🏆 Leaderboard

SATQuest tracks LLM reasoning across 140 paired CNFs (5 problem types x 4 prompt formats) using the verifier described in the paper. Use this page to compare against published numbers and append new runs.

📊 Benchmark Results

Model	Model Type	Overall accuracy
🏆 `o3-mini`	Closed Reasoning	0.56
`DeepSeek-R1`	Open Reasoning	0.42
`QwQ-32B`	Open Reasoning	0.40
`DS-R1-Distill-Qwen-32B`	Open Reasoning	0.36
`GPT-4.1`	Closed vanilla	0.26
`DeepSeek-V3-0324`	Open vanilla	0.18
`DS-R1-Distill-Qwen-7B`	Open Reasoning	0.08
`Qwen2.5-32B-Instruct`	Open Vanilla	0.07
`Qwen2.5-7B-Instruct`	Open Vanilla	0.06

All numbers average across all problem types and prompt formats on sdpkjc/SATQuest. For more details, see our paper.

📝 How to Submit Results

Run the evaluator - uv run --group eval eval_model.py with your model settings (see Evaluate).
Log to W&B - we use the SATQuest-Eval project; keep --cnf-shuffle and dataset revisions explicit for reproducibility.
Open a PR - add a row to the table above (including accuracy, configuration, and a link to the run) or link to an external report.
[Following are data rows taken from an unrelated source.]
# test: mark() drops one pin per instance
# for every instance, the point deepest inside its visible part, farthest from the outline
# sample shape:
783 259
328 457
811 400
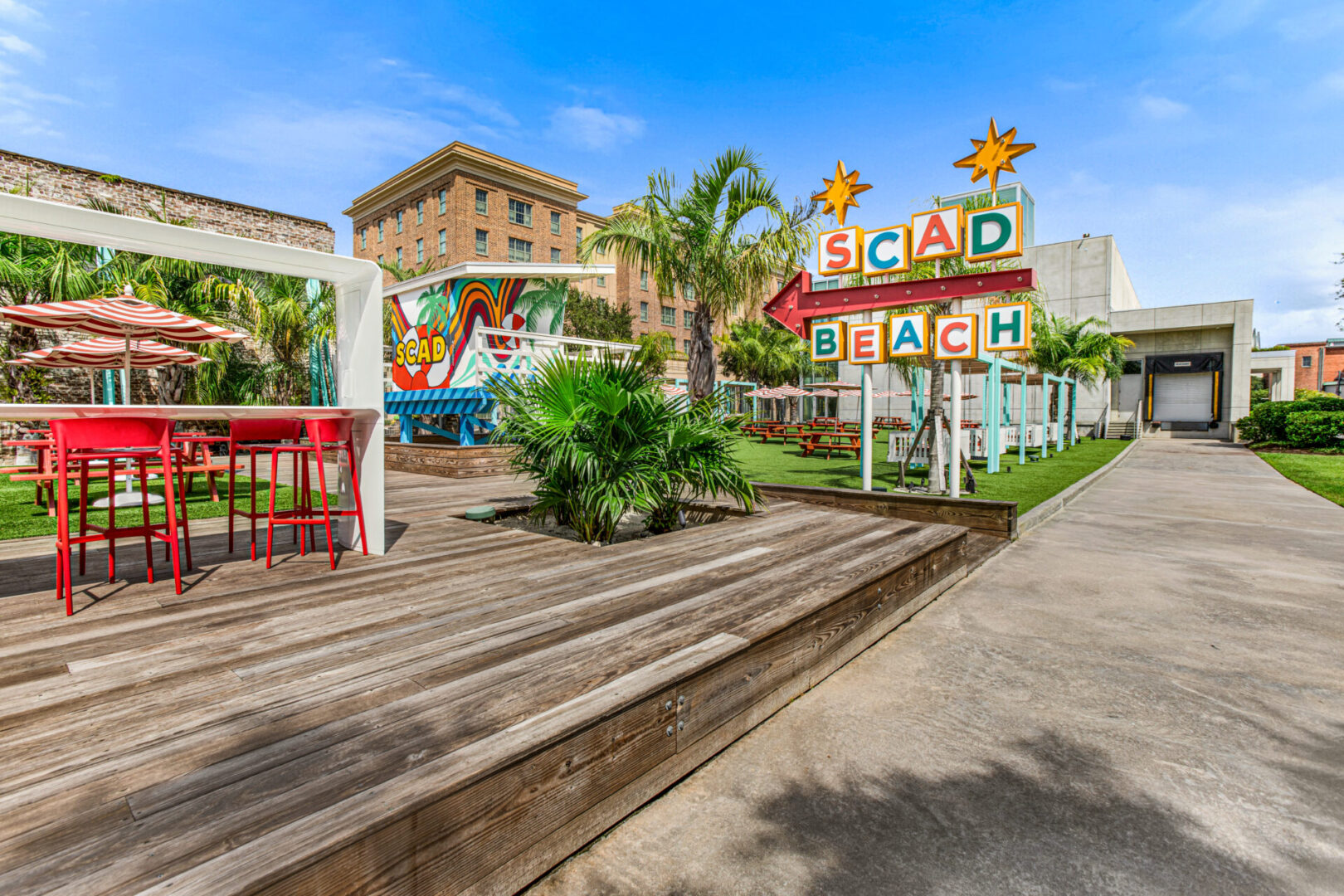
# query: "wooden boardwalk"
455 716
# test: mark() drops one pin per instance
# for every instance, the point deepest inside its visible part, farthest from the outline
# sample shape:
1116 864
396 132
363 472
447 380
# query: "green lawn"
21 519
1027 485
1322 473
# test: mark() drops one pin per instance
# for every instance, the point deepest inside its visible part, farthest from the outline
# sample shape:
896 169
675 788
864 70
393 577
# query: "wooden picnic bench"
785 431
832 442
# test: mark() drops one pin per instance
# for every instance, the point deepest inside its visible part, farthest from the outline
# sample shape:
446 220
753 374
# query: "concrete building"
466 204
1198 358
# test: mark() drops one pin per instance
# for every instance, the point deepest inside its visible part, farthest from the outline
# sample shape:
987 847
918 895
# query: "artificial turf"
1027 484
21 519
1322 473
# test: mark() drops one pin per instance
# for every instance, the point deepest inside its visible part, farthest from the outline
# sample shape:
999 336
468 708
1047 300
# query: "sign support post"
866 421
Qualitative examples or failure cases are welcome.

📝 Comparability Checklist

Keep problem/question lists and --cnf-shuffle consistent across comparisons.
Report the number of evaluated CNFs and repeats; include mean +/- stdev when sweeping sampling hyperparameters.
Document any edits to prompt templates, regex extraction, or solver parameters.
Mention environment details (solver version, SATQuest commit, dataset revision) so others can replicate your setup.

🔮 Looking Ahead

Upcoming iterations will surface charts (accuracy vs. solver decisions, format heatmaps) directly in the docs. Until then, the markdown table keeps contributions lightweight, feel free to file issues with automation ideas if you want to help streamline reporting.